Sufrir para hacer gozar

©Alberto Ortega

©Alberto Ortega

Andreu Buenafuente recuerda su experiencia presentando los Goya, con motivo de la 3o edición de los premios

Que te escojan para presentar los Premios Goya es lo mejor que te puede pasar. Y también lo peor. Las dos cosas a la vez. Mezcladas, no agitadas. La potencia del acto es de tales proporciones que, en determinados momentos, te planteas por qué demonios aceptaste, qué pasó por tu cabeza, por qué te alejaste de tu zona de confort para meterte dentro de un avispero gigante y televisado. “Pero si yo ya estaba bien como estaba”, piensas. Luego se te pasa. Luego vuelve la sensación. Y se te pasa otra vez. Un vaivén continuo. Estás contento y nervioso. Quisieras estar solamente contento, pero no puede ser porque entonces no sería un reto, no olerías el peligro como antesala del placer. Algo así debe ser el principio activo del mundo del espectáculo: sufrir para hacer gozar (si puedes gozar tú eso ya es para tirar cohetes).

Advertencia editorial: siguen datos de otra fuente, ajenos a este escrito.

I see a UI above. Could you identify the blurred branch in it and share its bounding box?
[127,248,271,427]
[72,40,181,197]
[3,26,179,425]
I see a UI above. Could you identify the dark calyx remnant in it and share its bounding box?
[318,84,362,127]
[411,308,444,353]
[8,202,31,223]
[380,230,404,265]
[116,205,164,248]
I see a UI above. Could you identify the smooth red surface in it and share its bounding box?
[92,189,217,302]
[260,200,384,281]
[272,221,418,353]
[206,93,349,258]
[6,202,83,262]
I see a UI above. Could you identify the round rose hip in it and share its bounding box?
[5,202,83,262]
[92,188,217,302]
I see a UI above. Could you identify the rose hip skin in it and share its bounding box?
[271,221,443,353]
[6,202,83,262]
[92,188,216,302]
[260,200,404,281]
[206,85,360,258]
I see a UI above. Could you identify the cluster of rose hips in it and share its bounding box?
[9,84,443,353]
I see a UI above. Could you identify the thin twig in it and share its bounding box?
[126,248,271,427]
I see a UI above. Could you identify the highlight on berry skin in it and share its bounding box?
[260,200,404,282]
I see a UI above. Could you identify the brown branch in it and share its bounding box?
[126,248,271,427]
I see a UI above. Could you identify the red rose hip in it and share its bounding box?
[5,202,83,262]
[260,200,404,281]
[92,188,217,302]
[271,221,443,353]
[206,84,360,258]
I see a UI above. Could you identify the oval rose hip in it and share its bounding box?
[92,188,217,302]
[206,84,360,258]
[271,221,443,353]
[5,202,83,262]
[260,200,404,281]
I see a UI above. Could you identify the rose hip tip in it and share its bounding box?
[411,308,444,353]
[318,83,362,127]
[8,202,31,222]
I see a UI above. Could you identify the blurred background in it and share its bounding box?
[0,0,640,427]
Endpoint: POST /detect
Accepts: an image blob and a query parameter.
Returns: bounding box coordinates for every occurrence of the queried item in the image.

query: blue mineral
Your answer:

Y tiras hacia delante. Así todo el rato, durante meses, hasta que empieza la gala y no hay vuelta atrás, cosa que a esas alturas se agradece. Entonces, en un acto de mera supervivencia como ser humano y por una serie de resortes que tiene tu cabeza (y que tú desconocías), todo parece encajar milagrosamente, algunos se ríen, otros les siguen, se forma un estado de ánimo colectivo, las cosas fluyen, se justifica toda esta montaña rusa y los Goya se ponen en pie y andan como andan los bebés: a trompicones y generando empatía. En realidad no sabes muy bien lo que estás haciendo. Ejecutas un guión revisado hasta la extenuación y si tienes suerte, cuando acabes, alguien dirá: “Oye, muy bien, ¿no?”. Y no sabes qué contestar porque eres juez y parte, protagonista y espectador, padre e hijo. Lo zanjas con un “gracias” porque en la vida hay que ser agradecido. Una vez en el hotel, piensas que no volverás a hacerlo, pero esa es otra mentira, un espejismo de tu propia mente. A los del gremio nos va la marcha y, tras una lógica resaca, te pones a leer las crónicas, la audiencia televisiva, y esperas una nueva llamada para meterte en harina. A veces se produce y otras no.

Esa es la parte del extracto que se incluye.